Nero: Tiberius' sole true competitor in terms of family slaughter. Did kill his cousin and adopted brother Britannicus, his mother Agrippina the Younger, his cousin and first wife Octavia. May or may not have been responsible for the death of his second wife Pooppea (depending on whether or not he truly kicked her in the stomach when she was pregnant). Did kill one of his aunts in order to get his hands on her cash according to the ancients.
Meanwhile Herod: three sons and one wife executed for sure, also a brother-in-law and a father-in-law. So basically, fits right in with Tiberius and Nero, worse score than either Caligula and Claudius (on that front).
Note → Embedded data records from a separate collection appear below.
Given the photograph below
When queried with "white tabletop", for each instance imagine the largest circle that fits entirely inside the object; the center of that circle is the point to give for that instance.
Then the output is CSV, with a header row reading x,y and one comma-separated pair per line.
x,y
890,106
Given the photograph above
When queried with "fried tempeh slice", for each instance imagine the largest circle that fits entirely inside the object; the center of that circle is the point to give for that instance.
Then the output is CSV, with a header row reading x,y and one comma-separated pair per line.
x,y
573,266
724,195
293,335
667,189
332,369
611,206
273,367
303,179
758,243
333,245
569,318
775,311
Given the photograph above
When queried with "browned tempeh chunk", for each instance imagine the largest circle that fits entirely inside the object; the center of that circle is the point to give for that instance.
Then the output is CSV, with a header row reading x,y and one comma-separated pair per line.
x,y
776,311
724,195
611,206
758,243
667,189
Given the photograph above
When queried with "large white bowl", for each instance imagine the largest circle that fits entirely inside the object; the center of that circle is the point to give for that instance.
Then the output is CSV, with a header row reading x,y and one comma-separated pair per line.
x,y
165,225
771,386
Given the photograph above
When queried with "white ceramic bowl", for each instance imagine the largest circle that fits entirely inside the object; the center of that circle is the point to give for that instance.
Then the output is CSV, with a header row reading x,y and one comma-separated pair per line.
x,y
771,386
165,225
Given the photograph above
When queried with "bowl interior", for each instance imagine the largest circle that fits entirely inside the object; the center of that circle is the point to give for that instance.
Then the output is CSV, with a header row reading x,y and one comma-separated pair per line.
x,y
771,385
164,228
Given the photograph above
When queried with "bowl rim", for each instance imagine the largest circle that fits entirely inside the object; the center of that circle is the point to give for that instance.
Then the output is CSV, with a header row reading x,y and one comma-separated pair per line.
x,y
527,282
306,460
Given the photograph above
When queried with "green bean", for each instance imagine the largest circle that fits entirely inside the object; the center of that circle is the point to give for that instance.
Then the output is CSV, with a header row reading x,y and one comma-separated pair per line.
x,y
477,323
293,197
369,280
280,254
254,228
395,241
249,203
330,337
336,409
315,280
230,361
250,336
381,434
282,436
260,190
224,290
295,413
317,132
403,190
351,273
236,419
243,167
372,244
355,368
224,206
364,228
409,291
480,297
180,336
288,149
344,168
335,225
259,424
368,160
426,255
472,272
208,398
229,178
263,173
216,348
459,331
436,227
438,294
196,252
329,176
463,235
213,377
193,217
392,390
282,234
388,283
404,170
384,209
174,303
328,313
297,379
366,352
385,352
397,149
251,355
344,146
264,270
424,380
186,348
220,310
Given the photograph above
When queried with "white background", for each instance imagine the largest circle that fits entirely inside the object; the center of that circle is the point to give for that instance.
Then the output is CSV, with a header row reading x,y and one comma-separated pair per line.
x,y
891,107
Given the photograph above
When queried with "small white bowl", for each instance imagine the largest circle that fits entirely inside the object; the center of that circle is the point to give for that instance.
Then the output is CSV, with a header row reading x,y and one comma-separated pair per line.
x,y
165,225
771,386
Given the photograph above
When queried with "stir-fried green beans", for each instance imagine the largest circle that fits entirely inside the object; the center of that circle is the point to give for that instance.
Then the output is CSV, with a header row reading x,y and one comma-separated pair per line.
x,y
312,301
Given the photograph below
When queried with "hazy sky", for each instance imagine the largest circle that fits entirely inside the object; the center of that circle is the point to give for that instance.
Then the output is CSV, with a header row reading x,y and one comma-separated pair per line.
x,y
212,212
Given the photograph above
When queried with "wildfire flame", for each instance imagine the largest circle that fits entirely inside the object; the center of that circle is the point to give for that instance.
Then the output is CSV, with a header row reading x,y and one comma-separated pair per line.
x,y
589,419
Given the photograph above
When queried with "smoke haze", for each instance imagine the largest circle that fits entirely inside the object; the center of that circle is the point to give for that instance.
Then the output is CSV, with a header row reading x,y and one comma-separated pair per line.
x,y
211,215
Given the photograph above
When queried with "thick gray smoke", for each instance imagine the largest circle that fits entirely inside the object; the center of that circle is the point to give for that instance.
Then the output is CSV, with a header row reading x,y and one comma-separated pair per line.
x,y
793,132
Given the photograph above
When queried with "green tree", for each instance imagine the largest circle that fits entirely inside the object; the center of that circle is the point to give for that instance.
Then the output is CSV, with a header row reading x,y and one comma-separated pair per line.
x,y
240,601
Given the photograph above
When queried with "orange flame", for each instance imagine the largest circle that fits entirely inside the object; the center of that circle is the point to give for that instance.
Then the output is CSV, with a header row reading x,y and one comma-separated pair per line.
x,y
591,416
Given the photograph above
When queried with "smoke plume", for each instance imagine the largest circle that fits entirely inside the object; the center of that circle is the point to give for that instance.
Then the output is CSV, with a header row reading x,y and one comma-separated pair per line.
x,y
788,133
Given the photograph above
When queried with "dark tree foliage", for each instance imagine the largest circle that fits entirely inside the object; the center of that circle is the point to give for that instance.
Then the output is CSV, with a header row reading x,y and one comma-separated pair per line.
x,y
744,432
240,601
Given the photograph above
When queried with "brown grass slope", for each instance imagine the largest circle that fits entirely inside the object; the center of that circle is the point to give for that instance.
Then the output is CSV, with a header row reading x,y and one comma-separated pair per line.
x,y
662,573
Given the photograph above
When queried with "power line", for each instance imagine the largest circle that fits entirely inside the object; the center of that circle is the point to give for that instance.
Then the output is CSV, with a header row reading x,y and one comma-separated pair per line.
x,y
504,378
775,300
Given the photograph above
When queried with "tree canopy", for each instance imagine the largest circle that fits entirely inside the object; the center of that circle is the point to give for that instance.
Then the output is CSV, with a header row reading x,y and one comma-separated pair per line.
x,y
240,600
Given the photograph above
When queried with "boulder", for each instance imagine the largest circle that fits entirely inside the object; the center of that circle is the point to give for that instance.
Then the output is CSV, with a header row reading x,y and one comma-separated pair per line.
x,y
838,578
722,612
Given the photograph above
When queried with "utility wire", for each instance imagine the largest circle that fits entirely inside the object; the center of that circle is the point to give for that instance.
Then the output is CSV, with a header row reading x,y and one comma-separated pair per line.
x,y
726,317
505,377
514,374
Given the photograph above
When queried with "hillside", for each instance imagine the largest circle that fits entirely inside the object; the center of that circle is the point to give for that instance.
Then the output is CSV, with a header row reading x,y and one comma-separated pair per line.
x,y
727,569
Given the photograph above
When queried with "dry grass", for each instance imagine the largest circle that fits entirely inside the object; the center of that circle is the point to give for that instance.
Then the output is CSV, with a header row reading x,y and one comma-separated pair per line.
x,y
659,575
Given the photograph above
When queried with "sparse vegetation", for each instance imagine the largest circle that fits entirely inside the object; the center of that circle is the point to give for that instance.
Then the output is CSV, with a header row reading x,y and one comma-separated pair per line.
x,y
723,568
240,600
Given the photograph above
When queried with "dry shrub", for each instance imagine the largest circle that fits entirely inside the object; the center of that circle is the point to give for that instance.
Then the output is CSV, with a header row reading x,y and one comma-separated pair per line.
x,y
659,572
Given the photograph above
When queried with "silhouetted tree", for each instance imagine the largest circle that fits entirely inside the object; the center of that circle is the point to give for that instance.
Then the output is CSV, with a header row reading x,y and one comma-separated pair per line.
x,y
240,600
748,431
(Meanwhile Cleopatra, presented by Josephus as a serial killer of family members: was still a child when her father and oldest sister duked it out with the end result of her oldest sister getting executed by Dad, for which 11 years old Cleo was not responsible; Dad dies of natural causes (rare in a Ptolemy); Cleopatra ends up in a civil war with younger brother Ptolemy XII which the (anti-Cleopatra) sources say his advisers started, not her, and which ends with him dead after losing a battle against the Romans. Which leaves younger sister Arsinoe and younger brother Ptolemy XIII. Arsinoe has sided with Ptolemy XII, gets imprisoned, and all sources agree that Cleopatra is responsible for getting her executed years later. Whether Ptolemy XIII died of poison or natural causes is a question mark. Which means one, possible two dead siblings Cleopatra is directly responsible for, three if you count Ptolemy XII which in a war that he (or well, his advisors) started shouldn't be counted the same way as execution of a prisoner, I'd say. But sure, of all these people, Cleopatra is the one into family serial killing.
Back to Herod: what I do find interesting is that he, even in his last years, is NOT accused of incest. Because you can bet that if Suetonius was writing this book, he'd have made Herod/Salome a thing, at least by insinuation. Is the difference Josephus isn't that into combining bloodshed with incest as Roman historians are when painting someone was a tyrant?